Had I had the opportunity I would  have posed a question which went unasked, namely, what should be done to tie down Cameron (or any other PM) to what will happen if there is a vote to leave the EU? We need to know before the IN/OUT referendum what the British government is committed to.

What should be done?

If a referendum is to be won the OUT camp must put forward a coherent and attractive message which goes to the heart of British people’s fears and anger resulting from British membership of the EU.  Talking legalistically about invoking Article 50, negotiating for a relationship similar to that of Norway or Switzerland  or mechanically reciting mantras about free markets and free trade will not do that. Indeed, it will drive voters away.

The British resent and distrust the EU because of the impotence of the British government and legislature to prevent EU law taking precedence over the will of Parliament. However, they are often unclear about which areas of policy have been subcontracted to Brussels. The OUT campaign must keep hammering home exactly how much cannot be done while Britain is entrenched within the EU.

The most important EU issue in British minds is indubitably  immigration. That should be made the focus of the OUT campaign. Indeed, the more it becomes an anti-immigration campaign the better because mass immigration affects from the entirety of life. The primary ill is simply the fact that huge numbers of foreigners coming into Britain change the nature of Britain both generally – think of the laws against speaking freely and those imposing “non-discrimination” dictats  on the grounds of race and ethnicity – and particularly, for example, here parts of the country are effectively colonised by those of a certain ethnicity or race.

Then there are the secondary ills which immigrants bring: the undercutting of wages, the removal of jobs from the open British market by ethnic minority employers who either employ only those of their ethnicity  and   foreign gangmasters who supply only those of their own nationality, the use of the NHS, the taking  of housing (especially social housing) which forces up rents, the overcrowding of schools in areas of heavy immigrant settlement, the drawing of benefits  by immigrants very soon are they arrive in Britain  and  a disproportionate propensity for crime.

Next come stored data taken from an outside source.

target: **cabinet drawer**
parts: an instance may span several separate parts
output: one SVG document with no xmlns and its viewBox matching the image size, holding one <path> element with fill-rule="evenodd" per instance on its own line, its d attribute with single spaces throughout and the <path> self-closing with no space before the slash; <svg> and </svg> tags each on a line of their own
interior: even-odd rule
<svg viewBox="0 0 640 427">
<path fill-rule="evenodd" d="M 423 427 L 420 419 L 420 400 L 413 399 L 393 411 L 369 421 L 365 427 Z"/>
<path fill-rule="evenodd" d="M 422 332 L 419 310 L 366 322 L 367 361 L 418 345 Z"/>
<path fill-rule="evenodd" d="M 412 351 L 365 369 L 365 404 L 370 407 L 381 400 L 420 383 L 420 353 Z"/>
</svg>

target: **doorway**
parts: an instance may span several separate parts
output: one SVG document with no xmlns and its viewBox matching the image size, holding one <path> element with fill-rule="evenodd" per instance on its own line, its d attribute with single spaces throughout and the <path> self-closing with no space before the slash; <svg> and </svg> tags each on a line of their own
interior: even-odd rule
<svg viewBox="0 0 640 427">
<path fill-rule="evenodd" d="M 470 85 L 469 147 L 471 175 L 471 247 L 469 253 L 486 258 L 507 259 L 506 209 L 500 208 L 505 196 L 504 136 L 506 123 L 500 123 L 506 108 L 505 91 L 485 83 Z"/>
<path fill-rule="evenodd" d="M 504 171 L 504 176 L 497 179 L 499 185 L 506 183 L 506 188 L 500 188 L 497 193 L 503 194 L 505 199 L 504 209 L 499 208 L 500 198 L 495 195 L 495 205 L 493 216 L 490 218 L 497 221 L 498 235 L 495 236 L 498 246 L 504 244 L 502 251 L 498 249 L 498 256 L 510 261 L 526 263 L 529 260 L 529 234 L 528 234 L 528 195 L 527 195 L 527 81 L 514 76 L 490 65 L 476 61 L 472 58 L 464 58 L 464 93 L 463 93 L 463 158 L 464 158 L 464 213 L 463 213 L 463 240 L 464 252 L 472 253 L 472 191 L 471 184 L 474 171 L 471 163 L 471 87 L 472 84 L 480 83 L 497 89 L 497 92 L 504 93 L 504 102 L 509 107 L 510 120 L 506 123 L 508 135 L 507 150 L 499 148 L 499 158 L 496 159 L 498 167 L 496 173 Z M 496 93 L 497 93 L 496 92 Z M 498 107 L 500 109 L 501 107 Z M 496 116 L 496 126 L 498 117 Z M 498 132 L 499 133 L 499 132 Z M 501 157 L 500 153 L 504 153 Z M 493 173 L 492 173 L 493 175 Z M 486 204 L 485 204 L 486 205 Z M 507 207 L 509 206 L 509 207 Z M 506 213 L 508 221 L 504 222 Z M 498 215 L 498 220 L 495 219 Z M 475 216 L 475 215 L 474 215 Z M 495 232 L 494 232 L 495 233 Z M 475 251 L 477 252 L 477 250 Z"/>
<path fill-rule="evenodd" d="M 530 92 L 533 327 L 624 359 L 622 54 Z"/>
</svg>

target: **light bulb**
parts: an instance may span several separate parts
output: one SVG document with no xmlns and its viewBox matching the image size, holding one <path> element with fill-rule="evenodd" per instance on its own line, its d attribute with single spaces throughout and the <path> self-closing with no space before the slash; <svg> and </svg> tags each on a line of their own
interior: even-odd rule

A full throated campaign against these ills, which should encompass non-EEA citizens in Britain as well as EEA citizens, would be something the British electorate would instinctively and enthusiastically   respond to.  It would also allow those speaking for the OUT campaign to vividly illustrate the extent that the EU affects British life in all the important political policy areas.

The danger is that those running the OUT campaign  will, because of the grip that political correctness has on modern Britain, turn away from immigration as a major plank in their platform or  even shun it altogether.  That will guarantee either a lost referendum or allow  Britain to be re-stitched into the EU with something like the “Norwegian Option”.